Building a tandem bicycle from 2 different frames.

Discussion in 'General Bike Discussion' started by funetical, Nov 9, 2009.

  1. funetical

    funetical Slowin it up.

    I have a couple of bike frames sitting here at the house and I was wondering if anybody had tried to extend a frame into a tandem by merging two or more frames together? I think it's either build a tandem or a tall bike. I think the tall bike would be easy, I just won't have a use for it not needing attention and all.
  2. HandsomeRyan

    HandsomeRyan ♥'s Bicycles

    This is not entirely uncommon. I think the best writeup about it is by the late great Sheldon Brown...
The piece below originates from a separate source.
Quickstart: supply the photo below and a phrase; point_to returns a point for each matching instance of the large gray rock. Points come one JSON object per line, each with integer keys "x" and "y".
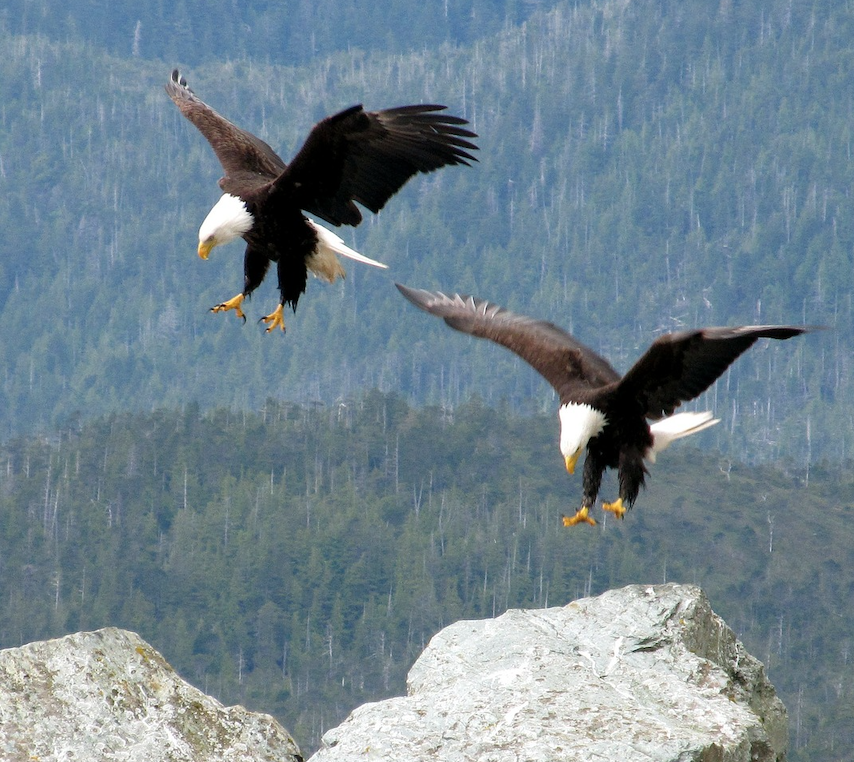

    Home-Built Tandem Bicycles


  3. Industry_Hack

    Industry_Hack Total noob (& forum admin) Admin Staff Tavern Member

    Building one at home sounds like fun. I contacted a frame builder that specialized in titanium, gave them my specs (17/15, disc mounts, 6 S&S couplers, etc.) and waited for a CAD drawing. Made some changes, finally approved drawing number three. Flew from Australia to the US with the family, made a trip to the wheel builder, ATC Racing, and Performance Bike Shop. Also ordered a bunch of stuff from that Nutt at MTB Tandems, Alex. After about six months of planning and collecting parts, along with about AU$8k, I had a really sweet MTB tandem. And no, that did not include airfare. The bike shop I worked at did the math, and figured I saved about AU$4k doing it myself.

    Your idea sounds more practical.
  4. adlondon

    adlondon New Member

    I looked into this process for a long time. This link
    brilliantly simple tandem bike
    was the simplest and cheapest way I found. It's not a traditional tandem by any means, as it has 3 wheels and is basically two working bikes put together. However, I thought about going the route you suggested and came across these plans How to build a tandem. I have no experience in welding, let alone access to a welder, so I decided to build the first one with three wheels. I bought an older Trek from goodwill, and as I was about to get started, came across a Huffy Savannah Tandem Cruiser on craigslist for $100. They run about $250-$300 new and are fairly low maintenance. I ended up getting the one of craigslist, and have been really happy with it. That being said, I would much rather have invested the time into welding two frames, especially because you can be proud of the finished product knowing that you built it.
  5. IanHighfield

    IanHighfield New Member

    funetical, do something different like welding the two bikes side-by-side. Make it fairly narrow to be somewhat practical. It's been done, I'm sure, but I think it would be even cooler than an inline tandem and it might be easier to make too. Put a bunch of cross tubing pieces and X braces attached to whatever part of the bikes you think appropriate or do a Google search and find out how someone else attached it.

    I've had a sidecar ride in a sidecar bicycle. That was a trip. This tandem bike could be similar.